British Online Archives, Slave Trade Records from Liverpool, 1754–1792, “Log of the brig Ranger”, image 10.
“Last night a man slave that slept in the boys room endeavoured to cut his throat with a knife or some other instrument and at day light when the hatch was taken off to get the tubs the same slave came upon deck and jumped overboard but was picked up with the boat and is in a fair way of recovery.”
Such a record is not uncommon: the instance of those forced to take, or who attempted to take, their own lives during the Middle Passage is striking. Many were unable or unwilling to cope with the trauma of the journey. Several African cultures held the belief that death would take them back to their homeland. Committing suicide was also an act of resistance. In a trade that commodified people, each enslaved person was of value. Those who managed to take their own life therefore reduced the profits of the voyage. For this reason, crews were keen to prevent suicides. Those who leaped overboard, like the man described in the source above, were often “rescued” by the ships’ boats.
Plantation slavery
Once disembarked and sold to a plantation, enslaved Africans faced a lifetime of forced labour for the cultivation of colonial products much in demand in Europe. For those who found themselves on plantations in the British West Indies, this invariably meant the production of sugar, a crop that required arduous and gruelling work to cultivate and process.
Plantations were businesses, as reflected in the administrative, financial, and legal nature of their records. Archives of the business of slavery can also offer glimpses into the lived experiences of the enslaved. Inventories of enslaved people appear alongside lists of livestock, tools, or crops produced for trade, a reminder of a system built upon the dehumanisation of people. Such records are limited in what they reveal about the enslaved, but they can offer us their names, ages, positions in the plantation hierarchy, and some detail about health.
British Online Archives, Antigua, Slavery and Emancipation in the Records of a Sugar Plantation 1689–1907, “Parham Register of Slaves Including Birth and Deaths, 1817–1826”, image 81.

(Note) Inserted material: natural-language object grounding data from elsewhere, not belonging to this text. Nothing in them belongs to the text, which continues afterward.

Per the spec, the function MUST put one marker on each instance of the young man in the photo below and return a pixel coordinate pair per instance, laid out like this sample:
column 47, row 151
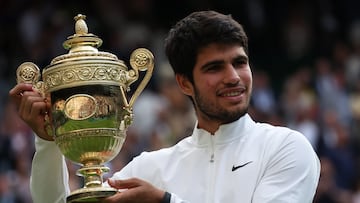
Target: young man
column 228, row 158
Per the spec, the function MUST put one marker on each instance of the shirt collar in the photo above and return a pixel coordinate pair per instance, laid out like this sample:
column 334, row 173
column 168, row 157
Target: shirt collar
column 226, row 132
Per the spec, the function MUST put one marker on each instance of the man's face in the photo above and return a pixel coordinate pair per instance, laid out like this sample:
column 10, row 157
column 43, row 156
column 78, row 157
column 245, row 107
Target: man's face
column 222, row 85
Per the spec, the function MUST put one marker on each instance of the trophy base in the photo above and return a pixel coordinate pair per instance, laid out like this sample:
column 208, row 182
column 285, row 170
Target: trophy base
column 90, row 195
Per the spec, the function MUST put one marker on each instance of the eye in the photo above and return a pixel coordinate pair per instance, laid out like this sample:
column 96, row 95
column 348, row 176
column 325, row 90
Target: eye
column 240, row 61
column 213, row 67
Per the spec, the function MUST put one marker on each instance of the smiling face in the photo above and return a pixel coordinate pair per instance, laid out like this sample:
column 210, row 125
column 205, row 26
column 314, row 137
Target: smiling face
column 222, row 85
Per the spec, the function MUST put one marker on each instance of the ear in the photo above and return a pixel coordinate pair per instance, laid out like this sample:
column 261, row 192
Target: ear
column 185, row 85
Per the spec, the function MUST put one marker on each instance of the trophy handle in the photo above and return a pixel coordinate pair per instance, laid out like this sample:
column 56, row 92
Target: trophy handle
column 30, row 73
column 143, row 60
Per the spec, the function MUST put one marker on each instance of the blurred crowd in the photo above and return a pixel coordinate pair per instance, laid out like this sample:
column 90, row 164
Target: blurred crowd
column 305, row 57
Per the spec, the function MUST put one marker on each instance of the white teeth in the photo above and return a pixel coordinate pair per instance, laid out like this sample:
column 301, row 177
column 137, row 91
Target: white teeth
column 231, row 94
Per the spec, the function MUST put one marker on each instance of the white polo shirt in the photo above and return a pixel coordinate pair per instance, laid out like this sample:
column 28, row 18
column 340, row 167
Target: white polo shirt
column 242, row 162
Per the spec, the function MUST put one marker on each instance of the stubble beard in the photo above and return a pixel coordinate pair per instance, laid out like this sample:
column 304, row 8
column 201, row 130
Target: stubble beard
column 217, row 113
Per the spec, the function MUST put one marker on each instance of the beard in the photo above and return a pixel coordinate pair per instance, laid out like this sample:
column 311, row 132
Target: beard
column 215, row 112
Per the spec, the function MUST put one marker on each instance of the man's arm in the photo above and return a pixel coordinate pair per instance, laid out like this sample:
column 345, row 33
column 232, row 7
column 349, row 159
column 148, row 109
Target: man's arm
column 49, row 175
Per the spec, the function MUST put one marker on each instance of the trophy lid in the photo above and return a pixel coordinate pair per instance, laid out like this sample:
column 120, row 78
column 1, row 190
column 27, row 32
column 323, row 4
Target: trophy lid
column 82, row 43
column 84, row 64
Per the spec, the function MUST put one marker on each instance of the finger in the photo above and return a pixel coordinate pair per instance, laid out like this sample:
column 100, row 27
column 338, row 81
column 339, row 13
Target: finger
column 123, row 184
column 31, row 105
column 16, row 92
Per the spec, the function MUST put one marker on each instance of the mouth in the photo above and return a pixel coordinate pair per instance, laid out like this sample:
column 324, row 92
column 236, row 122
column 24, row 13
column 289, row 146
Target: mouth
column 234, row 92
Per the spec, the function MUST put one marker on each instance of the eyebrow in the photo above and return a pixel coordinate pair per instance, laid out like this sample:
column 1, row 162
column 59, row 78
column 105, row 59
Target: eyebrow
column 218, row 62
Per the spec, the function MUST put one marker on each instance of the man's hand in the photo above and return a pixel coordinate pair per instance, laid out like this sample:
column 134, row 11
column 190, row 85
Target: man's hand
column 134, row 190
column 31, row 107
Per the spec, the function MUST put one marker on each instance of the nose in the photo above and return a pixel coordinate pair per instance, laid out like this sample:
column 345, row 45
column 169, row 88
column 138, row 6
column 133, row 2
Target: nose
column 231, row 75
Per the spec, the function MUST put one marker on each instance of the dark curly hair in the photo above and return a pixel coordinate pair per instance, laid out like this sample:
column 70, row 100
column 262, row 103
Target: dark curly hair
column 196, row 31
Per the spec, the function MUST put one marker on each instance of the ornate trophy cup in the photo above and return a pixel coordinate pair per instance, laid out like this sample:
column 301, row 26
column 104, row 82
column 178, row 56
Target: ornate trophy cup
column 90, row 112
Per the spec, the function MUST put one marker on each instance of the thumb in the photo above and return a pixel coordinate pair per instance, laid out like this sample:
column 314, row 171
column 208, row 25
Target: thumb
column 123, row 184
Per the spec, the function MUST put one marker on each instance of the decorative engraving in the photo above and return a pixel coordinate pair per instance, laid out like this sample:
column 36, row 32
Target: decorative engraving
column 28, row 73
column 80, row 107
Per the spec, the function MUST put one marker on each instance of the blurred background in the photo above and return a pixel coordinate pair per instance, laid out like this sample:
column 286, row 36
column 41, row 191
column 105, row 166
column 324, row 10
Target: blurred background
column 305, row 57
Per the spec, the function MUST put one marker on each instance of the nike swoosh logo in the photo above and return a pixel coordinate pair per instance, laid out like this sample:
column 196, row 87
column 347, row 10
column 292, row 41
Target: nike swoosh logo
column 234, row 168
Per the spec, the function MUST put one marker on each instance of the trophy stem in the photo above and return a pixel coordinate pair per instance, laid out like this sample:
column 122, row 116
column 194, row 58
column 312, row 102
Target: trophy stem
column 92, row 192
column 93, row 175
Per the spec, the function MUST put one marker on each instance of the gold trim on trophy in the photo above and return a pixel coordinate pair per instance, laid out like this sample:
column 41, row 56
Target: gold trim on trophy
column 90, row 111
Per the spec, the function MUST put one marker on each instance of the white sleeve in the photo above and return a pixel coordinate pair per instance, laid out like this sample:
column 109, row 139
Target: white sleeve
column 292, row 173
column 49, row 174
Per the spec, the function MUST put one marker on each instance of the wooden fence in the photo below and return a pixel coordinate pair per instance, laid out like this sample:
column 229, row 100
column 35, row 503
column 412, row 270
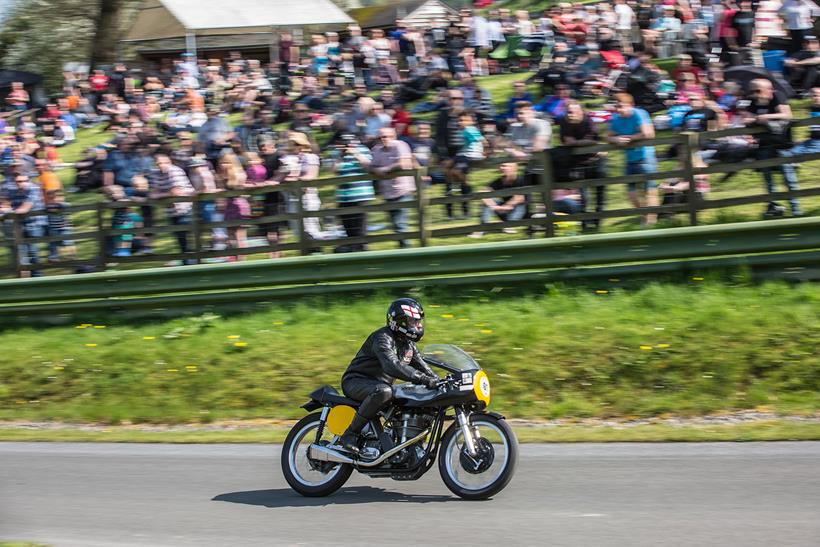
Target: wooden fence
column 689, row 144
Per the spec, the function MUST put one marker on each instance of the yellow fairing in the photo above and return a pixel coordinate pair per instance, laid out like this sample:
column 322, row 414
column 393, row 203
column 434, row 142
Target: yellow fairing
column 481, row 386
column 339, row 418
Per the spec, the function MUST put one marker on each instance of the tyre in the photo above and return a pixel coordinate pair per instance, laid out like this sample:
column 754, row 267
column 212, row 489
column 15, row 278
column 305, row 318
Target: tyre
column 310, row 478
column 487, row 475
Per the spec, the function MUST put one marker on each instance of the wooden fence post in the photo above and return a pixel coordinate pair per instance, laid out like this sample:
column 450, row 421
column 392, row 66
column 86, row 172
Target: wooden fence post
column 101, row 236
column 546, row 192
column 421, row 205
column 17, row 242
column 691, row 144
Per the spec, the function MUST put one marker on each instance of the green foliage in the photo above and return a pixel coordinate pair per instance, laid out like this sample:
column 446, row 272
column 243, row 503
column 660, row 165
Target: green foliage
column 564, row 353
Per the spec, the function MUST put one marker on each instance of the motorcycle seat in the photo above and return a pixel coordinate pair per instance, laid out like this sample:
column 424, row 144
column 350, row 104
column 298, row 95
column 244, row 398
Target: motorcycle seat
column 328, row 394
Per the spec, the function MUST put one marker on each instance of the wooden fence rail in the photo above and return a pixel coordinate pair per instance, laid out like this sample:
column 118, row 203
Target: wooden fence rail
column 12, row 236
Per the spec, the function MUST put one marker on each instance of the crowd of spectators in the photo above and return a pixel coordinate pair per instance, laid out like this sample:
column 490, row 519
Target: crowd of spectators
column 363, row 105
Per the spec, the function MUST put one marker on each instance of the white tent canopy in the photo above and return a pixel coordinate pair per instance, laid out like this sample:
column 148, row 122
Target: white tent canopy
column 160, row 19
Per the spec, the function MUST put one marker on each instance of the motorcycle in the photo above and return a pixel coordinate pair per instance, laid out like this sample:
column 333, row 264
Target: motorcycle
column 477, row 453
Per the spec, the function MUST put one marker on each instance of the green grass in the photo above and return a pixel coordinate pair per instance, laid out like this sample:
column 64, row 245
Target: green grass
column 773, row 430
column 552, row 353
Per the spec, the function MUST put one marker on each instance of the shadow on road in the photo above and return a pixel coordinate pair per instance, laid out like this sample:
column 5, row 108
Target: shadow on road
column 285, row 497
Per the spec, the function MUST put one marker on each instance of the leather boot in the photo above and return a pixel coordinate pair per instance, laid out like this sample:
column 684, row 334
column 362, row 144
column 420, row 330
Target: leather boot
column 350, row 439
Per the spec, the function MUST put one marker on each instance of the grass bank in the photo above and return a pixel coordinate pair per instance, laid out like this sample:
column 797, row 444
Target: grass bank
column 665, row 349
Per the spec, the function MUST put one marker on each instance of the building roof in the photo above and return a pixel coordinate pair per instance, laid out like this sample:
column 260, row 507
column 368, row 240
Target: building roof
column 386, row 15
column 159, row 19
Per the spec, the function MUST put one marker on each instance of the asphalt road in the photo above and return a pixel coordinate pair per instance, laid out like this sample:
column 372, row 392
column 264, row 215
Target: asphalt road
column 765, row 494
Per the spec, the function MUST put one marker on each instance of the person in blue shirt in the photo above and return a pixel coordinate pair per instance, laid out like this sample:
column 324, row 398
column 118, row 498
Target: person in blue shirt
column 627, row 125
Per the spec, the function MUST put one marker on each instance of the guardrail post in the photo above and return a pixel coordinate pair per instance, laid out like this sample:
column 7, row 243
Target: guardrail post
column 421, row 205
column 690, row 146
column 17, row 242
column 546, row 192
column 101, row 235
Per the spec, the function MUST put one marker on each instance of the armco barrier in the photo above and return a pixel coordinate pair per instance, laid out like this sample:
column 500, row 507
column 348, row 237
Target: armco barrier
column 206, row 283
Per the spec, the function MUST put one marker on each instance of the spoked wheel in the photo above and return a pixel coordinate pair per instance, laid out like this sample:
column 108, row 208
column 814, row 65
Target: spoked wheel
column 486, row 474
column 310, row 477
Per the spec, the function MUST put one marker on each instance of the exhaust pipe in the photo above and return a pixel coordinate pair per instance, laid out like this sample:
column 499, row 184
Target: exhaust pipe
column 327, row 454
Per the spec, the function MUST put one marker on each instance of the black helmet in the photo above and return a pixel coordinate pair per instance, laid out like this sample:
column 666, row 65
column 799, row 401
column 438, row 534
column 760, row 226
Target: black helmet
column 405, row 316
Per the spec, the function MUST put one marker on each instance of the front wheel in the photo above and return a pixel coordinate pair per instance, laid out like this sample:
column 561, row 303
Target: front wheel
column 486, row 475
column 309, row 477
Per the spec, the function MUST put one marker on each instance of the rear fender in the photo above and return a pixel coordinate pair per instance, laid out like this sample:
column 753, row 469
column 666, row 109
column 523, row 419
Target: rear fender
column 311, row 405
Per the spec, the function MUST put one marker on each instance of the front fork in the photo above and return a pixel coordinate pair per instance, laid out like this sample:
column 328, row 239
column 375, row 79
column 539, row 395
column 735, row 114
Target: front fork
column 470, row 434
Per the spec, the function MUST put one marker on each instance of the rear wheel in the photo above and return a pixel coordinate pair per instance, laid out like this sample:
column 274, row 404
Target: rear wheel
column 483, row 476
column 310, row 477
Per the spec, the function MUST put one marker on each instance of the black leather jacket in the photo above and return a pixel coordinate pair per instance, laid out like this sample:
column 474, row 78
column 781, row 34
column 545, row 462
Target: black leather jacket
column 386, row 357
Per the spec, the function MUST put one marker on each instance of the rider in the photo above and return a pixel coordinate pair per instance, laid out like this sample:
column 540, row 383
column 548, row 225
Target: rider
column 388, row 353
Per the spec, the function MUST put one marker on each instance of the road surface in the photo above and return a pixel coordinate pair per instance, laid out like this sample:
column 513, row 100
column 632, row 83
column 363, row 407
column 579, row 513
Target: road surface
column 726, row 494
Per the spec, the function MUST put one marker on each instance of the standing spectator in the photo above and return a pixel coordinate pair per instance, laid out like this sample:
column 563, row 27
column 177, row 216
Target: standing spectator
column 627, row 125
column 471, row 152
column 389, row 155
column 353, row 160
column 577, row 129
column 18, row 97
column 769, row 110
column 801, row 67
column 26, row 197
column 170, row 181
column 231, row 176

This is a copy of the return made to the Slave Registry Office in Antigua of enslaved labourers on the Parham Plantation in October 1817. It describes individuals of African descent whose names have been, largely speaking, removed—part of a process by which enslaved people were detached from their origins. Enslaved labourers were usually assigned anglicised names; Greco-Roman names were also common, as were names relating to places.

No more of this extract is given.